Anyway, huzzah! My stupidity as a younger me is to the benefit of my good friend: it's easy enough to build a LM386 amplifier with quite significant gain. And just his luck: I've got one that's already built that I can do some quick tests with.

Empirical testing: a gain somewhere between 20 and 50 seems about right. The datasheet for the LM386 has a 50-gain amp which means absolutely no thinking on my part about the amp itself. I like that, even knowing it'll be a compromise.

The more important question is: how am I gonna power this thing?

The two most important characteristics of any finished engineering product are:

(1) how does it look? and

(2) how does it perform?

(Sadly, that first one is almost always before that second one.)

The plan, then, is to re-use the RCA input and put an amp inline, inside the intercom. There's plenty of room inside, and the intercom runs off of a 20v AC center-tapped transformer.

The LM386 is a pretty versatile amplifier. It runs over a wide voltage range, but 20 is really pushing it. So, a quick full-wave bridge rectifier and some too-small filter caps from the center tap, then, and we've got a 10-ish volt DC supply.

There are three actual serious questions to consider at this point. Firstly: is this going to pull more current than the transformer can handle? To which the answer is really, seriously, no. The transformer for this thing is a beast, presumably because the long wire feed from the transformer (in the basement) to the head-end (literally on the far corner of the house), including all of the other units in the house, is large. It's obvious from this arrangement why this is an AC set up instead of DC (where the resistance losses would be tremendous, and possibly a fire hazard). So I'm not worried about pulling an extra few hundred milliamps.

The second question is: how do I safely enclose this so that it doesn't short something out? Well, I've got some small plastic project enclosures, and I think I can just jam an LM386 with full wave bridge rectifier in to one. With some difficulty. But the enclosure is snap-together, and should be fine for this application.

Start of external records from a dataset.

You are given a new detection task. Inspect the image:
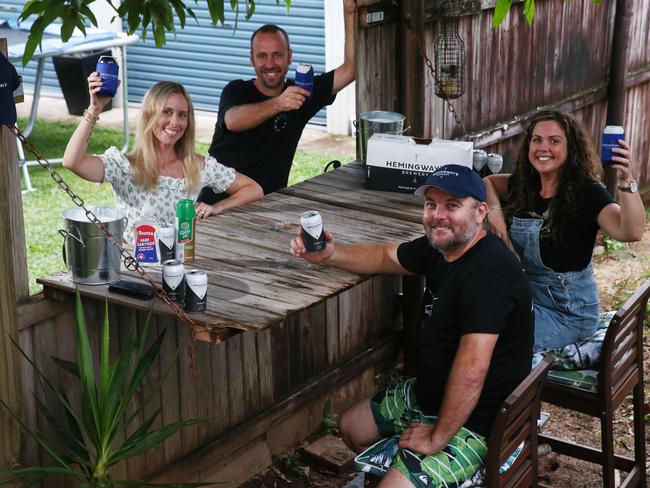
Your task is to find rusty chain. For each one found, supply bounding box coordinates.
[405,17,467,137]
[7,125,233,373]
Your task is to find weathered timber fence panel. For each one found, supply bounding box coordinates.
[20,276,402,486]
[357,0,650,191]
[0,38,29,470]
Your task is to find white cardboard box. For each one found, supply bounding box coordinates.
[366,133,474,193]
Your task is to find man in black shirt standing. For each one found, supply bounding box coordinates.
[291,165,533,487]
[199,0,356,204]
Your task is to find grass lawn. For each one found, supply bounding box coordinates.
[19,120,347,294]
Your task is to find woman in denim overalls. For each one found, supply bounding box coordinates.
[486,110,645,351]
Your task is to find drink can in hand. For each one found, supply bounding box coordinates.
[487,153,503,175]
[97,56,120,97]
[300,210,325,252]
[600,125,625,164]
[296,63,314,95]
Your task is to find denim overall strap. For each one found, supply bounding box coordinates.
[509,217,599,351]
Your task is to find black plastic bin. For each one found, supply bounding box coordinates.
[52,50,113,115]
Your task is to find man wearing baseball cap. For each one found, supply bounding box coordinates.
[291,164,533,488]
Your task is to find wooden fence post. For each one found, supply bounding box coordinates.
[0,39,29,469]
[397,0,428,137]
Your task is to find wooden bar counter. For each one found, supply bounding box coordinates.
[35,163,422,486]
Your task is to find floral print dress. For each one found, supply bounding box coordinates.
[99,146,235,244]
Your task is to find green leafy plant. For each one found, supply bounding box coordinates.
[281,453,310,480]
[0,293,213,488]
[492,0,602,27]
[19,0,291,66]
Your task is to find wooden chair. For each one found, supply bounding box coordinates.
[485,356,553,488]
[539,280,650,488]
[355,356,553,488]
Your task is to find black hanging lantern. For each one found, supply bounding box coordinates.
[434,17,465,98]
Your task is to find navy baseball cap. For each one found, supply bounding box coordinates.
[414,164,487,202]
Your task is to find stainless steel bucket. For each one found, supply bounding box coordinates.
[357,110,406,164]
[59,207,126,285]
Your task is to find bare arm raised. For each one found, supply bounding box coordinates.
[598,139,645,242]
[291,229,410,274]
[332,0,357,95]
[483,174,514,252]
[224,86,309,132]
[63,73,111,183]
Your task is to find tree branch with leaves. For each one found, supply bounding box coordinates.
[19,0,291,66]
[492,0,602,27]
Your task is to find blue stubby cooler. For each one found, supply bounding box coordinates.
[296,63,314,95]
[600,125,625,164]
[97,56,120,97]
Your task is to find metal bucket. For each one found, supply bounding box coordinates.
[357,110,406,164]
[59,207,127,285]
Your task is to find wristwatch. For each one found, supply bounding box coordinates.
[618,180,639,193]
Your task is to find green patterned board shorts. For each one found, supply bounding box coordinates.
[370,378,487,488]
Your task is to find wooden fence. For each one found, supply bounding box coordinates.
[0,0,650,477]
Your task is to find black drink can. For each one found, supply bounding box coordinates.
[163,259,185,303]
[158,225,176,263]
[300,210,325,252]
[184,269,208,312]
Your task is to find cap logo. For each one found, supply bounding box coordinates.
[432,169,460,177]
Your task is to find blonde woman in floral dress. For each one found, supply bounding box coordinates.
[63,73,263,242]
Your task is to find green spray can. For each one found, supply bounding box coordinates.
[176,199,196,263]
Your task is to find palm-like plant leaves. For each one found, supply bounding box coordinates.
[20,0,291,66]
[0,293,214,488]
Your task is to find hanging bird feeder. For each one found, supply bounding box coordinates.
[434,17,465,99]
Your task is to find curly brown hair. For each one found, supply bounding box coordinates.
[504,110,602,248]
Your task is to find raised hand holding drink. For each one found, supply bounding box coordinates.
[97,56,120,97]
[296,63,314,95]
[600,125,625,164]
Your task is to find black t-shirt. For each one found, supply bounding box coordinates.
[506,182,614,273]
[209,71,335,193]
[397,233,534,436]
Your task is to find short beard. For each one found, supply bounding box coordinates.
[427,220,481,252]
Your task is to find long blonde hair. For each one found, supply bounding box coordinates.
[127,81,201,190]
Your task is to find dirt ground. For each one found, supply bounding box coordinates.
[242,219,650,488]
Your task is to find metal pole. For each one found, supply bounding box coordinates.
[605,0,632,195]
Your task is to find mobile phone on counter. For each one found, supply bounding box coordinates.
[108,280,154,300]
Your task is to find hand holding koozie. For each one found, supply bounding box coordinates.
[296,63,314,95]
[600,125,625,164]
[97,56,120,97]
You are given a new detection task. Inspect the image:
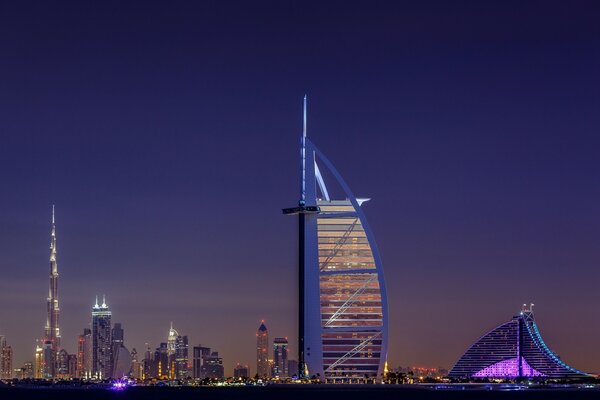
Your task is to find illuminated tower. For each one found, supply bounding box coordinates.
[273,338,288,377]
[92,297,113,379]
[283,96,388,382]
[43,205,60,378]
[256,321,269,378]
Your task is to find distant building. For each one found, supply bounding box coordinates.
[283,104,388,383]
[167,322,189,379]
[288,360,300,378]
[41,205,60,379]
[142,343,158,379]
[67,354,77,378]
[56,349,70,379]
[273,338,288,377]
[131,347,144,379]
[175,336,190,379]
[21,361,35,379]
[233,363,250,378]
[256,321,270,378]
[203,351,225,379]
[42,340,56,379]
[34,345,44,379]
[448,304,591,379]
[112,322,131,378]
[0,336,13,379]
[76,328,93,379]
[152,342,169,379]
[192,345,210,379]
[92,298,113,379]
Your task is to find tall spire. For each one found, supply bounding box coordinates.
[44,204,60,378]
[298,95,307,206]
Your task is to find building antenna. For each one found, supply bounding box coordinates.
[300,95,307,206]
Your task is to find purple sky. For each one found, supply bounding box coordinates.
[0,1,600,374]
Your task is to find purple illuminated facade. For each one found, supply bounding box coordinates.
[448,304,590,379]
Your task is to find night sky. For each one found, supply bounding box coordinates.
[0,1,600,374]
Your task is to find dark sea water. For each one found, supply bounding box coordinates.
[0,385,600,400]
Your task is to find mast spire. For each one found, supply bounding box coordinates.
[299,95,307,206]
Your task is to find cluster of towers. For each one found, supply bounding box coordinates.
[256,321,298,379]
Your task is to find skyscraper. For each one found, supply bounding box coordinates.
[167,322,188,379]
[273,338,288,377]
[92,297,113,379]
[175,336,189,379]
[283,97,388,382]
[0,336,13,379]
[256,321,269,378]
[33,344,44,379]
[233,363,250,378]
[192,345,210,379]
[112,322,131,378]
[43,205,60,378]
[76,328,92,379]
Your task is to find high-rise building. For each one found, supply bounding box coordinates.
[192,345,210,379]
[56,349,70,379]
[67,354,77,378]
[42,340,57,379]
[175,335,189,379]
[33,344,44,379]
[167,322,189,379]
[233,363,250,378]
[203,351,225,379]
[0,336,13,379]
[92,297,113,379]
[256,321,270,378]
[43,205,60,378]
[131,347,144,379]
[153,342,170,379]
[76,328,93,379]
[272,338,288,378]
[19,361,35,379]
[448,304,591,379]
[288,360,298,377]
[112,322,131,378]
[283,97,388,382]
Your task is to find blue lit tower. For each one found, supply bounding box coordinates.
[92,297,113,379]
[283,96,388,382]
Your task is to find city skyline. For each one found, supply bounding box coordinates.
[0,2,600,373]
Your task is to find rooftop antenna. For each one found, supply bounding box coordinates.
[299,95,307,206]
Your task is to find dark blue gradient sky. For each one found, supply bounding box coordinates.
[0,1,600,373]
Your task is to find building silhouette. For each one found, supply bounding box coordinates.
[448,304,590,378]
[233,363,250,379]
[192,345,210,379]
[92,297,113,379]
[112,322,131,379]
[0,336,13,379]
[76,328,93,379]
[283,97,388,382]
[272,338,288,377]
[256,321,270,378]
[41,205,60,378]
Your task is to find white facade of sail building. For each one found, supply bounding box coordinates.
[284,98,388,383]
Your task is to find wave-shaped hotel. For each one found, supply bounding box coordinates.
[448,304,591,379]
[283,97,388,383]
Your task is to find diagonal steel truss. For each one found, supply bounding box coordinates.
[319,218,358,272]
[325,332,382,372]
[325,274,377,326]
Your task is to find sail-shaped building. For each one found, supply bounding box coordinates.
[283,97,388,383]
[448,304,591,379]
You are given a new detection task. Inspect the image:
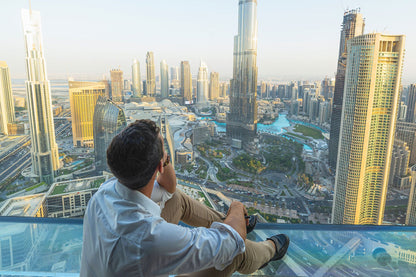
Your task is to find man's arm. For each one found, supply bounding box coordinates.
[157,152,176,193]
[142,218,245,276]
[224,201,247,240]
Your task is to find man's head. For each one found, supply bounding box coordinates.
[107,120,163,190]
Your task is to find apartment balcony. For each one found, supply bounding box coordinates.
[0,217,416,277]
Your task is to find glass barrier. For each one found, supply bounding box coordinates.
[0,217,416,277]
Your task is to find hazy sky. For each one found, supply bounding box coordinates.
[0,0,416,83]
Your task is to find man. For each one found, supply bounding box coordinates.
[81,120,289,277]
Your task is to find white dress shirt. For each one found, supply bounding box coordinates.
[81,178,245,277]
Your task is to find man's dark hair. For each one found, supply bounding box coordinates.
[107,119,163,190]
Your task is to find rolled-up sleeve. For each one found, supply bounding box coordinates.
[142,220,245,275]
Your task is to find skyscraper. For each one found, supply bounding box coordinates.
[0,61,15,135]
[405,165,416,225]
[170,66,179,81]
[110,69,124,103]
[227,0,257,144]
[329,10,365,168]
[146,52,156,97]
[196,61,209,105]
[406,84,416,123]
[332,33,405,224]
[220,82,230,97]
[396,121,416,166]
[131,59,142,98]
[209,72,220,100]
[160,60,169,98]
[22,10,59,184]
[68,81,106,147]
[181,61,192,104]
[93,96,127,171]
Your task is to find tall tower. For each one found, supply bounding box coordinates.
[209,72,220,100]
[227,0,257,144]
[146,52,156,97]
[93,96,127,171]
[332,33,405,224]
[329,10,365,169]
[196,61,208,105]
[406,84,416,123]
[68,81,106,147]
[181,61,192,104]
[0,61,15,135]
[170,66,179,81]
[22,10,59,184]
[160,60,169,98]
[131,59,142,98]
[110,69,124,103]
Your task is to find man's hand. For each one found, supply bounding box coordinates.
[157,151,176,193]
[224,201,247,240]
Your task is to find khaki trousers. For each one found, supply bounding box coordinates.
[161,189,275,276]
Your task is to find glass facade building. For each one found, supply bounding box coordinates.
[110,69,124,103]
[332,34,405,224]
[0,61,15,135]
[181,61,192,104]
[160,60,169,98]
[146,52,156,97]
[131,59,142,98]
[196,61,209,105]
[68,81,106,147]
[93,97,127,171]
[227,0,257,144]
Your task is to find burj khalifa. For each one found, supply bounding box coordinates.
[227,0,257,145]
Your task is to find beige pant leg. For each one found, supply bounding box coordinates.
[189,240,275,277]
[161,189,275,276]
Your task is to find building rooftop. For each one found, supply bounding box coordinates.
[49,176,108,195]
[0,193,46,216]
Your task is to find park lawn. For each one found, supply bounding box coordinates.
[293,124,324,139]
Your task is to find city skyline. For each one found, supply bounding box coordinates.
[0,0,416,84]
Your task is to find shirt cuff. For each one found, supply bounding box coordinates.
[150,180,173,210]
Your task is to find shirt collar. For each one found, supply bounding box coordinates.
[115,181,160,216]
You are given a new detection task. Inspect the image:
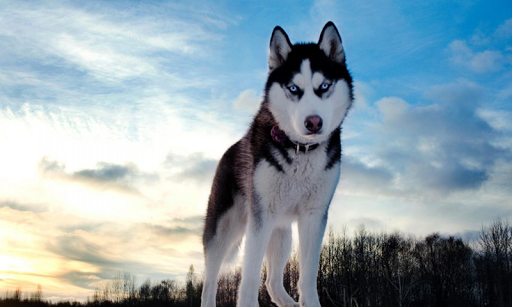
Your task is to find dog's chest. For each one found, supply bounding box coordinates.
[254,150,337,213]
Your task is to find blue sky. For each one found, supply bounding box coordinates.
[0,1,512,299]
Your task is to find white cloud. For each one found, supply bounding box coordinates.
[449,40,507,73]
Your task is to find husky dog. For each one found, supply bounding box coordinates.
[202,22,353,307]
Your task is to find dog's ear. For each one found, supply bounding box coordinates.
[318,21,345,64]
[268,26,292,71]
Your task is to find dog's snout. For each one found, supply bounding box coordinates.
[304,115,323,133]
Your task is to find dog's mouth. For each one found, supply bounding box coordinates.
[270,126,290,143]
[270,126,322,145]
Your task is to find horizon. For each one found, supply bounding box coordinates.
[0,0,512,300]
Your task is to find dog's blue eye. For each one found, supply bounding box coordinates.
[320,82,331,92]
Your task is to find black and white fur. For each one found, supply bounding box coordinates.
[201,22,353,307]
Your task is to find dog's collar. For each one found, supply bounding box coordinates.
[270,126,320,153]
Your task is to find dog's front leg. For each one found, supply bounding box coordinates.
[237,210,274,307]
[298,208,327,307]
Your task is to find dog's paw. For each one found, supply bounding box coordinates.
[299,300,321,307]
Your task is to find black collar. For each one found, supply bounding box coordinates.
[270,126,320,153]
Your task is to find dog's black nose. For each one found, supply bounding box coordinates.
[304,115,323,133]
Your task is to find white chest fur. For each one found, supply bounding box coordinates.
[254,145,339,217]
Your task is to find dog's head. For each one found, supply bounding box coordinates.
[265,22,353,144]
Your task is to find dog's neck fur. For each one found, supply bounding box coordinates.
[270,125,320,153]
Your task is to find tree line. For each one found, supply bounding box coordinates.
[0,220,512,307]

The third question is: how is it going to sound? The LM386 is a notoriously noisy little bugger. Circuits made with it are generally unshielded, and the chip will happily pick up noise on the power line. Or the input. Or the output (yes, seriously). While there's no way to know until I get it in there, I can take some reasonable precautions: shielded input and output wires (cut off of an old pair of headphones, actually) and a plentiful supply of various RFI supressor beads just in case. Which I hope I won't need.